Sur la côte d’or du lac artificiel

Louis Ruffieux

Publié le 27.06.2019

Temps de lecture estimé : 3 minutes

Opinion

Alors que le conseiller d’Etat Olivier Curty se félicitait de l’accession de Fribourg à la «Champions League», les premières réactions, sur les réseaux sociaux, montraient un enthousiasme plus proche de la cinquième ligue, voire un rejet du colossal projet du Golf Resort La Gruyère, à Pont-la-Ville.
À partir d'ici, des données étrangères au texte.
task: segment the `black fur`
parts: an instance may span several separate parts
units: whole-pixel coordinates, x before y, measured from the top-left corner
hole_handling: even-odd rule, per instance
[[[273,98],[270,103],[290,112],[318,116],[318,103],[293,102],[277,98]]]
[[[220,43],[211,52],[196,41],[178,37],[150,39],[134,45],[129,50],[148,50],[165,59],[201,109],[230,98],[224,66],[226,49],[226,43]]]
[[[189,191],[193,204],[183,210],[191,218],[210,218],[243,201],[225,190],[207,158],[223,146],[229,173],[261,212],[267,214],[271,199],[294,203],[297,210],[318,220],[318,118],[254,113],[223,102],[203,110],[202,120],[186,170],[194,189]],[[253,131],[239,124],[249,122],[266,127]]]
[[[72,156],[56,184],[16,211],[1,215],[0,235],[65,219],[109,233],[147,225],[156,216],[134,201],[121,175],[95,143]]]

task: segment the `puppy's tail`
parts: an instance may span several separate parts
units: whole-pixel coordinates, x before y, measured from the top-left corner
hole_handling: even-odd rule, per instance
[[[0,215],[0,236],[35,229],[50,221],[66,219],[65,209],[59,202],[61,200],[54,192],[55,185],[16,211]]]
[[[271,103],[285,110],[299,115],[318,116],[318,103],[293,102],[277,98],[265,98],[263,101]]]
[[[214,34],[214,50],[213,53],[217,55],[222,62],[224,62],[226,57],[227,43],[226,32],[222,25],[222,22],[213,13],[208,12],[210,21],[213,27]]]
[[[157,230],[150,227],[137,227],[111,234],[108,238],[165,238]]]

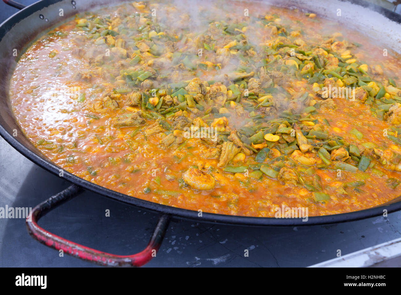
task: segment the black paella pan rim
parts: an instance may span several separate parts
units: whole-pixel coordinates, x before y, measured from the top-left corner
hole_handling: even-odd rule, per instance
[[[5,2],[8,2],[4,0]],[[344,0],[341,0],[343,1]],[[371,9],[385,16],[388,18],[401,24],[401,16],[380,6],[367,3],[361,0],[345,0],[364,7],[369,6]],[[59,2],[60,0],[42,0],[26,6],[21,10],[10,16],[1,24],[0,24],[0,40],[5,35],[9,29],[19,22],[31,14],[38,11],[49,5]],[[8,100],[8,97],[2,97],[2,100]],[[9,106],[9,104],[8,104]],[[12,113],[9,109],[6,111]],[[33,145],[28,148],[22,143],[18,137],[12,136],[9,131],[3,126],[3,122],[0,124],[0,135],[13,147],[35,164],[50,172],[59,175],[60,168],[55,164],[46,159],[44,156],[33,151],[35,149]],[[19,134],[22,134],[20,130]],[[203,212],[202,217],[198,217],[197,211],[167,206],[152,202],[142,200],[135,197],[105,188],[90,181],[85,180],[67,171],[63,172],[63,177],[69,182],[85,189],[91,191],[102,196],[124,203],[128,204],[150,210],[174,217],[186,219],[196,220],[198,222],[217,223],[222,224],[251,226],[300,226],[324,224],[356,220],[382,215],[383,212],[390,213],[401,210],[401,201],[393,200],[386,205],[370,209],[349,213],[318,216],[311,216],[307,222],[302,221],[302,218],[276,218],[268,217],[251,217],[243,216],[230,216]],[[399,198],[397,198],[397,199]]]

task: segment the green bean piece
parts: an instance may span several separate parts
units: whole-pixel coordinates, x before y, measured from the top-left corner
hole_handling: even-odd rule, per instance
[[[328,201],[330,199],[330,196],[327,193],[318,192],[313,193],[313,197],[316,202]]]
[[[355,128],[351,129],[351,131],[350,131],[350,133],[355,136],[358,139],[362,139],[362,138],[363,137],[363,134],[362,134],[362,132],[358,131]]]
[[[278,172],[267,165],[262,165],[260,167],[260,171],[272,178],[276,178],[278,176]]]
[[[270,151],[270,149],[268,147],[263,148],[261,149],[255,157],[255,161],[258,163],[263,163],[267,157],[267,154]]]
[[[166,130],[172,130],[173,129],[172,126],[170,125],[170,124],[166,120],[161,120],[159,121],[159,125]]]
[[[257,179],[258,179],[260,178],[262,175],[263,175],[263,173],[260,170],[255,170],[255,171],[253,171],[249,173],[249,177],[252,177],[252,178],[255,178]]]
[[[344,163],[343,162],[337,162],[334,165],[334,167],[336,169],[339,169],[340,170],[348,171],[354,173],[358,171],[357,167],[347,163]]]
[[[231,173],[242,173],[245,172],[245,170],[248,169],[247,166],[227,166],[224,167],[223,171],[225,172],[230,172]]]
[[[384,95],[386,94],[386,89],[384,87],[384,86],[382,86],[380,87],[380,90],[377,92],[377,94],[376,94],[376,97],[375,98],[377,100],[380,99]]]
[[[371,159],[365,156],[362,156],[358,165],[358,169],[364,172],[369,167],[371,164]]]
[[[249,138],[249,140],[254,144],[261,143],[265,141],[265,134],[263,131],[259,131]]]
Trop gros pour être vrai, trop attentatoire à l’environnement, trop élitaire, trop tout, quoi.

C’est vrai qu’il en jette, ce mégaprojet, avec son hôtel 5 étoiles, ses restaurants, son vaste spa, ses dizaines de résidences et d’appartements de luxe, son nouveau parcours de golf, ses 350 millions de francs d’investissements, ses bailleurs de fonds chinois, français et suisses (La Liberté du 18 juin). Feu d’artifice, paillettes, gloire et beauté sur la côte d’or du lac artificiel!
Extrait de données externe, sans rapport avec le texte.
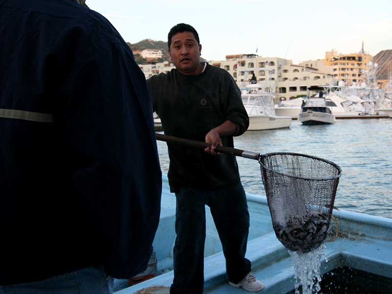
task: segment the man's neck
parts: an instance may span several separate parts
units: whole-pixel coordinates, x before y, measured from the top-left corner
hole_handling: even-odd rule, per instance
[[[197,75],[197,74],[201,74],[201,73],[202,73],[204,71],[204,62],[203,61],[199,63],[198,66],[197,66],[197,68],[196,69],[196,70],[195,71],[189,72],[181,72],[180,70],[178,70],[178,71],[183,74],[184,74],[185,75]]]

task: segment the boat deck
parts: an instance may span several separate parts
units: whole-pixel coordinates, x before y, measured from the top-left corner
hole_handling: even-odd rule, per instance
[[[164,186],[167,185],[164,180]],[[173,212],[172,196],[167,187],[165,188],[162,220]],[[252,262],[252,272],[265,285],[262,293],[287,293],[294,288],[291,257],[271,229],[266,198],[249,194],[247,194],[247,196],[251,227],[246,256]],[[324,252],[328,261],[322,261],[321,274],[338,267],[348,267],[391,279],[391,289],[386,293],[392,293],[392,219],[344,211],[334,211],[334,216],[338,220],[339,235],[335,241],[324,243]],[[210,220],[207,218],[207,222]],[[160,227],[165,225],[165,221],[162,221]],[[260,227],[263,230],[258,231]],[[158,228],[158,230],[160,229]],[[174,230],[173,227],[168,229]],[[163,243],[168,246],[168,250],[172,250],[173,243],[166,240],[173,238],[174,233],[168,237],[167,232],[162,234],[158,232],[154,248],[156,243]],[[206,244],[206,247],[207,245]],[[227,284],[224,258],[221,252],[206,257],[204,265],[204,293],[244,293],[243,290]],[[170,286],[172,279],[173,272],[170,271],[116,293],[131,294],[152,286]]]

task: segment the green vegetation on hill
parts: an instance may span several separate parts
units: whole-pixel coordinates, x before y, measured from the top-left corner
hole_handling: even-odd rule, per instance
[[[134,51],[135,59],[139,64],[144,63],[156,63],[157,62],[163,62],[164,61],[168,61],[170,59],[170,56],[168,53],[168,42],[163,41],[154,41],[150,39],[146,39],[138,42],[137,43],[131,44],[127,42],[128,46],[130,47],[132,51]],[[147,60],[142,57],[140,54],[135,53],[135,51],[142,51],[145,49],[159,49],[162,51],[162,58],[157,58],[153,60],[149,60],[148,62]]]
[[[151,39],[146,39],[138,42],[137,43],[131,44],[129,42],[126,43],[130,47],[133,51],[133,55],[135,56],[135,60],[138,64],[145,64],[146,63],[155,64],[158,62],[163,62],[164,61],[169,61],[170,60],[170,56],[168,53],[168,42],[163,41],[154,41]],[[138,52],[145,49],[160,49],[162,51],[162,57],[161,58],[156,58],[153,60],[147,61],[146,58],[144,58],[141,54]],[[200,58],[200,60],[204,61],[206,60],[202,57]]]

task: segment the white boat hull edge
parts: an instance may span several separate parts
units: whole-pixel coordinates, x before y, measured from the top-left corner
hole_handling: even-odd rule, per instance
[[[271,130],[290,127],[290,117],[249,116],[248,131]]]

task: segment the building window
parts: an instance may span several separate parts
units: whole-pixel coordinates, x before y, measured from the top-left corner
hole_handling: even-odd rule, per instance
[[[279,93],[285,93],[286,92],[286,87],[280,87],[279,88]]]

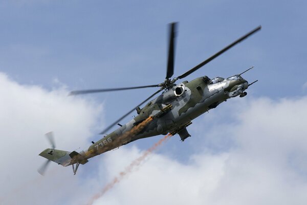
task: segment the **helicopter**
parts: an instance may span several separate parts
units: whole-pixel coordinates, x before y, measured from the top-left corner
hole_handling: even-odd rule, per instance
[[[178,134],[181,140],[184,141],[191,136],[187,127],[192,124],[193,119],[209,110],[216,108],[218,105],[229,98],[238,96],[243,97],[247,95],[246,90],[258,80],[249,84],[242,75],[253,67],[239,74],[226,78],[216,77],[210,79],[207,76],[203,76],[190,81],[183,81],[178,85],[176,83],[258,31],[261,28],[261,26],[181,75],[171,79],[174,73],[177,25],[177,23],[174,22],[169,25],[167,66],[166,75],[163,82],[149,86],[78,90],[70,93],[70,95],[79,95],[150,87],[159,88],[157,91],[106,127],[100,134],[104,134],[116,125],[120,127],[119,128],[110,134],[105,135],[96,142],[92,141],[92,145],[80,152],[55,149],[53,133],[46,134],[52,148],[46,149],[39,154],[40,156],[48,159],[38,170],[39,173],[43,174],[47,165],[52,161],[64,167],[72,165],[74,174],[76,174],[79,166],[87,163],[89,159],[141,138],[167,133],[170,135]],[[141,106],[161,92],[162,93],[160,95],[150,100],[143,108],[140,108]],[[121,120],[135,110],[137,115],[132,120],[123,125],[119,124]]]

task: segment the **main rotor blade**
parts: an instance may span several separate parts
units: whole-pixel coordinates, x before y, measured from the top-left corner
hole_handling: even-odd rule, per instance
[[[49,159],[47,159],[47,160],[46,161],[46,162],[45,162],[41,166],[41,167],[40,167],[40,168],[37,170],[37,172],[39,174],[40,174],[41,175],[43,175],[43,174],[45,174],[45,172],[46,171],[47,167],[48,167],[48,165],[49,164],[49,162],[50,161],[50,161]]]
[[[246,38],[247,38],[248,37],[249,37],[251,35],[252,35],[252,34],[254,34],[254,33],[256,32],[257,31],[259,31],[260,29],[261,29],[261,26],[259,26],[258,27],[256,28],[255,29],[250,31],[249,33],[246,34],[245,35],[241,37],[240,38],[238,39],[237,40],[236,40],[236,41],[233,42],[232,44],[231,44],[228,45],[228,46],[227,46],[226,47],[224,48],[223,49],[221,50],[221,51],[218,51],[217,53],[215,53],[215,54],[214,54],[213,55],[212,55],[212,56],[211,56],[210,57],[209,57],[209,58],[206,59],[206,60],[205,60],[203,62],[198,65],[197,66],[196,66],[194,68],[192,68],[191,69],[190,69],[188,71],[186,72],[186,73],[184,73],[183,74],[178,76],[178,78],[179,79],[181,79],[181,78],[183,78],[184,77],[187,76],[188,75],[189,75],[189,74],[190,74],[194,71],[198,70],[199,69],[200,69],[200,68],[201,68],[202,67],[204,66],[205,65],[207,64],[207,63],[208,63],[209,62],[210,62],[210,61],[213,60],[213,59],[215,58],[216,57],[220,55],[221,55],[224,52],[226,51],[227,50],[229,49],[230,48],[235,46],[236,44],[240,43],[240,42],[245,39]]]
[[[54,141],[54,137],[53,136],[53,132],[50,132],[45,134],[47,139],[49,141],[49,142],[51,145],[51,148],[52,149],[55,148],[55,142]]]
[[[153,88],[159,87],[159,85],[152,85],[150,86],[138,86],[138,87],[129,87],[126,88],[107,88],[103,89],[93,89],[93,90],[76,90],[72,91],[69,94],[69,95],[79,95],[81,94],[87,94],[93,93],[98,93],[101,92],[115,91],[118,90],[131,90],[137,89],[139,88]]]
[[[123,118],[124,118],[125,117],[126,117],[128,114],[129,114],[130,113],[131,113],[131,112],[133,112],[137,107],[140,107],[141,105],[142,105],[143,103],[145,102],[146,101],[147,101],[148,100],[149,100],[149,99],[150,99],[151,97],[154,97],[155,95],[156,95],[156,94],[158,94],[158,93],[159,93],[160,91],[161,91],[161,90],[159,90],[158,91],[156,92],[155,93],[154,93],[153,94],[152,94],[151,95],[150,95],[149,97],[148,97],[146,99],[145,99],[145,100],[144,100],[143,101],[142,101],[142,102],[141,102],[140,104],[138,105],[135,108],[134,108],[132,110],[131,110],[130,111],[129,111],[129,112],[128,112],[127,113],[125,114],[124,115],[123,115],[121,117],[120,117],[119,119],[118,119],[118,120],[117,120],[116,121],[115,121],[114,122],[113,122],[113,124],[112,124],[111,125],[110,125],[108,127],[106,127],[106,128],[105,128],[102,132],[100,132],[99,133],[99,134],[105,134],[106,132],[107,132],[107,131],[108,131],[112,127],[113,127],[114,126],[115,126],[115,125],[117,125],[118,122],[119,122],[119,121],[120,120],[121,120],[122,119],[123,119]]]
[[[167,60],[167,68],[166,70],[166,77],[168,79],[174,74],[174,39],[176,36],[175,30],[176,29],[177,23],[173,22],[169,24],[169,45],[168,46],[168,58]]]

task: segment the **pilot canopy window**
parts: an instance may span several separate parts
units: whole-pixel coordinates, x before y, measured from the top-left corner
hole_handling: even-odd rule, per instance
[[[214,84],[217,83],[220,83],[220,82],[222,82],[222,81],[224,80],[224,78],[223,77],[215,77],[215,78],[213,78],[212,79],[211,79],[210,82],[209,82],[209,85],[212,85],[212,84]]]

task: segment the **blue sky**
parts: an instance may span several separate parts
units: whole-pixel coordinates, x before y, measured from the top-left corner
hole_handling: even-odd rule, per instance
[[[305,6],[298,1],[2,2],[0,68],[19,83],[48,89],[57,86],[55,79],[71,90],[151,85],[165,75],[167,24],[179,22],[174,76],[261,25],[259,32],[186,79],[228,77],[254,66],[245,74],[259,80],[250,94],[296,96],[304,93],[306,81]],[[106,125],[155,91],[85,97],[105,103]]]
[[[168,23],[179,22],[173,77],[261,25],[260,32],[185,79],[227,77],[254,66],[244,77],[250,82],[259,80],[249,89],[248,99],[221,105],[193,121],[189,127],[191,138],[184,143],[178,142],[179,137],[172,139],[160,150],[186,163],[200,149],[220,153],[234,149],[237,139],[225,139],[222,134],[239,121],[233,114],[244,115],[244,106],[249,108],[259,98],[277,104],[306,95],[306,8],[303,1],[2,1],[0,72],[20,86],[39,86],[46,92],[61,90],[63,86],[68,91],[155,84],[166,74]],[[103,109],[100,117],[94,115],[97,122],[88,125],[91,131],[84,132],[87,135],[80,141],[82,144],[76,146],[86,147],[99,139],[96,133],[103,126],[155,91],[81,97],[79,100],[95,102],[91,106],[103,104]],[[201,137],[207,130],[215,139]],[[143,150],[156,140],[146,139],[135,145]],[[99,160],[82,168],[90,171]]]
Mais pourquoi donc cette réserve populaire? Depuis les années 2000, les Fribourgeois n’ont pas été privés d’intentions pharaoniques. La Broye fut le terrain de jeu favori des bâtisseurs de superlatifs. On se souvient, parmi les rêves à plusieurs dizaines ou centaines de millions, du Milavy Park qui devait concurrencer Europa Park, du Family Land, de la Pyramide à la gloire culturelle de la Suisse, du parc médiéval de Moudon… Moins glamour mais non moins mégalo, l’idée de construire à Romont une usine à 350 millions, offrant 750 emplois dans la construction de… tracteurs d’aéroport, fit les gros titres – jusqu’à celui de La Liberté révélant que le promoteur était un escroc.

Point commun à toutes ces folles ambitions: leur terminus au cimetière des grands desseins contrariés et des enfumages démystifiés. Voilà pourquoi chat fribourgeois échaudé se méfie de l’eau froide des rives villapontaines, où la vie du golf actuel a d’ailleurs été piquetée de difficultés existentielles et de projets non réalisés. Cette fois, les plans semblent reposer sur une constellation solide. Des questions subsistent pourtant. La clientèle des 5 étoiles et des résidences de prestige n’a-t-elle pas l’habitude, en quittant le tapis rouge du palace, de se mouvoir dans un biotope aux mêmes parfums d’opulence, boutiques grand luxe et avenues somptueuses? La fromagerie de Pont-la-Ville est sans doute excellente, mais la route à misères qui relie le village à Rossens n’a pas le profil des Champs-Elysées, malgré les millions investis pour empêcher les falaises de molasse de se répandre sur la chaussée…

Au scepticisme né des expériences avortées s’ajoute, dans l’air (pollué) du temps, le souci de préservation de l’environnement – en l’occurrence, un site idyllique. Cette préoccupation l’emporte désormais sur les promesses d’un gain économique. La théorie du ruissellement, selon laquelle les revenus des plus riches sont réinjectés dans l’économie pour finalement profiter à tous, convainc moins fortement que les images du ruisseau en furie du Val-de-Ruz.

Mais au golf, un handicap n’est pas rédhibitoire. Le projet de Pont-la-Ville, s’il se réalise, ne souffrira pas de ce déficit d’image: il est, pour l’essentiel, destiné à un monde qui ne rencontre pas les autres.